Furthermore, because it does not clearly quantify false positive risks or other screening harms, the screening-cost metric, which counts the total screening volume advised by Tempo, does not provide a complete estimate of the entire future cost.

There are numerous possible avenues in which tailored screening algorithms can be improved. One option, according to the researchers, is to improve on the metrics used to estimate early detection and screening costs using retrospective data, resulting in more precise guidance. Tempo could also be tweaked to incorporate multiple types of screening recommendations, such as using MRI or mammograms, and future research might model the costs and benefits of each independently. Recalculating the earliest and latest age at which screening is still cost-effective for a patient may be possible with better screening programmes.

“Our framework is flexible and can be readily utilized for other diseases, other forms of risk models, and other definitions of early detection benefit or screening cost. We expect the utility of Tempo to continue to improve as risk models and outcome metrics are further refined. We’re excited to work with hospital partners to prospectively study this technology and help us further improve personalized cancer screening,” says Yala. 
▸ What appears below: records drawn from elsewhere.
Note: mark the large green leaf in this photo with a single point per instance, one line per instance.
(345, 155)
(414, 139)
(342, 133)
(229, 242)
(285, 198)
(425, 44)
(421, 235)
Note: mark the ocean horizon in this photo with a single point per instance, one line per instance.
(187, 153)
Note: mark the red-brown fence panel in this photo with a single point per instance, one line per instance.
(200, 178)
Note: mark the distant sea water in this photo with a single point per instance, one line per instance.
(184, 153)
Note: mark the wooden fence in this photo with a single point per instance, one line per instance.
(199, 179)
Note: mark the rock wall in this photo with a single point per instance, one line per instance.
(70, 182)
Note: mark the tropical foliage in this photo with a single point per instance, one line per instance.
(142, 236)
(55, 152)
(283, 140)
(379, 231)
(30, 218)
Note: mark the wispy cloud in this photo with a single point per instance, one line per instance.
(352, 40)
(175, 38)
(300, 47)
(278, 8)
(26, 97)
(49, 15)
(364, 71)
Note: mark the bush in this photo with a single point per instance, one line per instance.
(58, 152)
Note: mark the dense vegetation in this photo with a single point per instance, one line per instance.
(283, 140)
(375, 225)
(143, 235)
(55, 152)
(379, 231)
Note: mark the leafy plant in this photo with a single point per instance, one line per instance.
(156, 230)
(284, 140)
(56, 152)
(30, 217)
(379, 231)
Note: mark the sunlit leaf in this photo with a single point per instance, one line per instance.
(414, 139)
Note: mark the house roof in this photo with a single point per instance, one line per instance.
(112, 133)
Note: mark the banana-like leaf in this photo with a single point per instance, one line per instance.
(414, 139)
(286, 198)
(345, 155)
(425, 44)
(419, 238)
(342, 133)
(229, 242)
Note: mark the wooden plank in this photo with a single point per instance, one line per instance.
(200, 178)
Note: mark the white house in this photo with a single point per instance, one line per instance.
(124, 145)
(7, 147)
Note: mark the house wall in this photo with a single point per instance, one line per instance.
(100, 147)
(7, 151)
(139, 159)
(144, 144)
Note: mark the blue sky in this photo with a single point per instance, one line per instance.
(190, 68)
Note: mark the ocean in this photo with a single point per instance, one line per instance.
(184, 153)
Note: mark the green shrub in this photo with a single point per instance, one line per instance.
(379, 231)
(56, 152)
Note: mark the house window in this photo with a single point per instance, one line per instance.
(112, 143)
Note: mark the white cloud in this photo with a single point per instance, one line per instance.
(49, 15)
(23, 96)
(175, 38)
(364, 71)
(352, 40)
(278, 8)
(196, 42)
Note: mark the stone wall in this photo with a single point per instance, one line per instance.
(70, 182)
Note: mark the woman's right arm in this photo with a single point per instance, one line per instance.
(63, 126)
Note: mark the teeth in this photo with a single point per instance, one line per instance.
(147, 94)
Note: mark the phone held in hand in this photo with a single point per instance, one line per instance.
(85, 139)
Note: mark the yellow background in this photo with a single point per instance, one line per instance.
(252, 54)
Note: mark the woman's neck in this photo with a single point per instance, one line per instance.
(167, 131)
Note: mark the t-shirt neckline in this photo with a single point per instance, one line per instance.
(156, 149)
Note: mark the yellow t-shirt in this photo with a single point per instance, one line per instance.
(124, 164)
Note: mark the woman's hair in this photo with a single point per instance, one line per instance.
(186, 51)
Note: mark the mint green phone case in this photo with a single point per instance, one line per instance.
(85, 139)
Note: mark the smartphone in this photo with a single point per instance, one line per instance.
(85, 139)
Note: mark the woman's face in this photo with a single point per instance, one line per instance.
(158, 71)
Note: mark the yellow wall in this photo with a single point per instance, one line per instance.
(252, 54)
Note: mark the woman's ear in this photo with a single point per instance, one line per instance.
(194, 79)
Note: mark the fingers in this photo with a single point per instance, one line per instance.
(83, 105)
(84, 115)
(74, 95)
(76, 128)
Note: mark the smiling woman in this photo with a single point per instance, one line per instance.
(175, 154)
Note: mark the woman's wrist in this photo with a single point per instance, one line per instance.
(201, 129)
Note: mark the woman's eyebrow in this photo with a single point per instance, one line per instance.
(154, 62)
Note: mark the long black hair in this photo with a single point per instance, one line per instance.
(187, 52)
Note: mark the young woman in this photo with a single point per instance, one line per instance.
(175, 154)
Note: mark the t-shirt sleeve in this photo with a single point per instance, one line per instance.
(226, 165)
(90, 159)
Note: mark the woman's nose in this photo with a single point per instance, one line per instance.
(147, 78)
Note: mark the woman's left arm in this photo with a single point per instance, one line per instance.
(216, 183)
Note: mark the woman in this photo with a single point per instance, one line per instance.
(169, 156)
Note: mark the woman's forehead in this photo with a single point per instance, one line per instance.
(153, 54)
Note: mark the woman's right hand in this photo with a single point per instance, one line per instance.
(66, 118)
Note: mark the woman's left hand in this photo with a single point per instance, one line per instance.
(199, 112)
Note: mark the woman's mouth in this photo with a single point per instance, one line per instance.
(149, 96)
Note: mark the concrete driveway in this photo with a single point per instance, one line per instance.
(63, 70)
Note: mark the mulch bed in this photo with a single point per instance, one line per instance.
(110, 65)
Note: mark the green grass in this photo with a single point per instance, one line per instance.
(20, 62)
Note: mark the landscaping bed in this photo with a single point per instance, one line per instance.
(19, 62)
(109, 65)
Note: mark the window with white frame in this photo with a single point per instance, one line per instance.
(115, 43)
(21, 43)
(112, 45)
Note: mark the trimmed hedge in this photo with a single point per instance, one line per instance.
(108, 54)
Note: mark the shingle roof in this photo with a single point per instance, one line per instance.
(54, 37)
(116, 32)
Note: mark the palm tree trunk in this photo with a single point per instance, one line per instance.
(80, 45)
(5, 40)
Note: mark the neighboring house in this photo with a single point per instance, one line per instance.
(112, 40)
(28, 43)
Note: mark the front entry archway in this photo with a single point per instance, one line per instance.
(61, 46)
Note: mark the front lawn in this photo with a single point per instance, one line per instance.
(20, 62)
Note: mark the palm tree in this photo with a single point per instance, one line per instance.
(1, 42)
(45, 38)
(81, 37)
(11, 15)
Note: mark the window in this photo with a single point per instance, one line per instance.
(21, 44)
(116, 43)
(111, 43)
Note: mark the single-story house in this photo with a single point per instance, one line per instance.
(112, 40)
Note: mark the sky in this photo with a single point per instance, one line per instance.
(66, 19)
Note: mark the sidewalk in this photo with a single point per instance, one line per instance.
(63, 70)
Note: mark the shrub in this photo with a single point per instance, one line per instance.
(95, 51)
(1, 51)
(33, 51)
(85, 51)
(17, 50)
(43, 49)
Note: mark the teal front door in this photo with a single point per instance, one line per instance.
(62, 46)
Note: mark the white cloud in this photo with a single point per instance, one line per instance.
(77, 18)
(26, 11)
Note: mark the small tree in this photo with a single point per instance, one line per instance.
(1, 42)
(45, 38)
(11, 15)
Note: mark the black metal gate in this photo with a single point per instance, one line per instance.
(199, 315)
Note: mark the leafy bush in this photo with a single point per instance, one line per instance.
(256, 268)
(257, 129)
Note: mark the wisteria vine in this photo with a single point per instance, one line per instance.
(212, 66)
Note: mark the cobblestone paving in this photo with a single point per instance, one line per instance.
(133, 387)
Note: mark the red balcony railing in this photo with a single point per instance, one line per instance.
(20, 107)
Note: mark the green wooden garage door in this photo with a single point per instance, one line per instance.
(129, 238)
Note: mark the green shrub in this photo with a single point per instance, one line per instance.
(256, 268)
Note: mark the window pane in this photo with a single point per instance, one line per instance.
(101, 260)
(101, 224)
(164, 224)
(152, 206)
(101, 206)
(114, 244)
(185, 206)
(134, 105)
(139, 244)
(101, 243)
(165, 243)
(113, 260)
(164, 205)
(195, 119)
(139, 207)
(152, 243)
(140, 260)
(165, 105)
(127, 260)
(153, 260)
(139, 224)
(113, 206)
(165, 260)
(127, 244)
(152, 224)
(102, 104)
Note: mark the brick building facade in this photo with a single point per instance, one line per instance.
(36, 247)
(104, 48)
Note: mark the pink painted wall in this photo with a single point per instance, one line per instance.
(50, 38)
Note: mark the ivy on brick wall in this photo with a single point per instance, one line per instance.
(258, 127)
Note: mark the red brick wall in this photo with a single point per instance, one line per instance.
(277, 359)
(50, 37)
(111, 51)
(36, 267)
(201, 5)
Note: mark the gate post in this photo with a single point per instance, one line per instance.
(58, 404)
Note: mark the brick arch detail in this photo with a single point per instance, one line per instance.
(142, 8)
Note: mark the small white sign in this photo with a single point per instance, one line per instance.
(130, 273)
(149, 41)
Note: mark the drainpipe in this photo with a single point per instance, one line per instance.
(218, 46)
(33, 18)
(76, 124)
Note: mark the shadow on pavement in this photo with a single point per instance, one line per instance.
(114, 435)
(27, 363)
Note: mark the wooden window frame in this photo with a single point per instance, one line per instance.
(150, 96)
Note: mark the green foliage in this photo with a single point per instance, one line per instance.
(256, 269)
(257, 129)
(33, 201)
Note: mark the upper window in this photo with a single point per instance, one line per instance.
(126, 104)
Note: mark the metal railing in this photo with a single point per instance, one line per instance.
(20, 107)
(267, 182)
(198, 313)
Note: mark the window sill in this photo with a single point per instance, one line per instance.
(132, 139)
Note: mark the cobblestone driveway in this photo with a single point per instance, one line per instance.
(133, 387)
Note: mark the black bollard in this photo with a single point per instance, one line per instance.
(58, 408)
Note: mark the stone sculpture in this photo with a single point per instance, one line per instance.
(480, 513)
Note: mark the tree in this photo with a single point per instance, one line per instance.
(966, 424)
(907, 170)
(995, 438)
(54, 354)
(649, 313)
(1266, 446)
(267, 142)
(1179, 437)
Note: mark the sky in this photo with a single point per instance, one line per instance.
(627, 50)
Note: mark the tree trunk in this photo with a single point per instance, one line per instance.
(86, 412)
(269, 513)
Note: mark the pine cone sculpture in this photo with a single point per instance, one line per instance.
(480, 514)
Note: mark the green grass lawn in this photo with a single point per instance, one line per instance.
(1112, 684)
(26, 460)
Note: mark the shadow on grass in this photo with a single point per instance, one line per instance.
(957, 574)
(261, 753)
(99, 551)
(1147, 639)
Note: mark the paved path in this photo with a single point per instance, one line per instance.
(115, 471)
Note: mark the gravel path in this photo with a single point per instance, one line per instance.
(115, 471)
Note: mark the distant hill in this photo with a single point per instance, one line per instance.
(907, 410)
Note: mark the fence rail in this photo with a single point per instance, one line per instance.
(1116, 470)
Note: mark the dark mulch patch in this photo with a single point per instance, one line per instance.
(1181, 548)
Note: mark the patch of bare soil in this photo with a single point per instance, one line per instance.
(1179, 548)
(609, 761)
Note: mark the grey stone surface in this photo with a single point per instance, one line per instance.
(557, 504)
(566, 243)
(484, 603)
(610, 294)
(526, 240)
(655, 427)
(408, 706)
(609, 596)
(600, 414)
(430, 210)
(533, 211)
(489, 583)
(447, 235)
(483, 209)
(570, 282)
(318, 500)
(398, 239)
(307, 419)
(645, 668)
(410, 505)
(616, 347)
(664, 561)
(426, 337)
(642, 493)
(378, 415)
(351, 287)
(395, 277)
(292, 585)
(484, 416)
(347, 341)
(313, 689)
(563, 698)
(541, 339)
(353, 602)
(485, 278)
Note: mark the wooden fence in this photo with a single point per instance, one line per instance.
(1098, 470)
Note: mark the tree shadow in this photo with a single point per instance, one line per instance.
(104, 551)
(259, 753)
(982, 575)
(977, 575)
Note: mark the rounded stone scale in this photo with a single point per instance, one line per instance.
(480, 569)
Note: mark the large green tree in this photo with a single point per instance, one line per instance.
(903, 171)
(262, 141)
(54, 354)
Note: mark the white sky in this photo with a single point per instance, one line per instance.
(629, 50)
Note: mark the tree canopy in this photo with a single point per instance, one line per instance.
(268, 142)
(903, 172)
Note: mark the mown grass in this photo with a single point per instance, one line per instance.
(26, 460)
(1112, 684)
Yala collaborated on the Tempo paper with MIT PhD student Peter G. Mikhael, Karolinska University Hospital’s Fredrik Strand, Chang Gung Memorial Hospital’s Gigin Lin, Chang Gung University’s Yung-Liang Wan, Emory University’s Siddharth Satuluru, Georgia Tech’s Thomas Kim, Emory University’s Hari Trivedi, Mayo Clinic’s Imon Banerjee, Judy Gichoya

Susan G. Komen, Breast Cancer Research Foundation, Quanta Computing, an Anonymous Foundation, the MIT Jameel-Clinic, Chang Gung Medical Foundation Grant, and Stockholm Läns Landsting HMT Grant have all contributed to the research.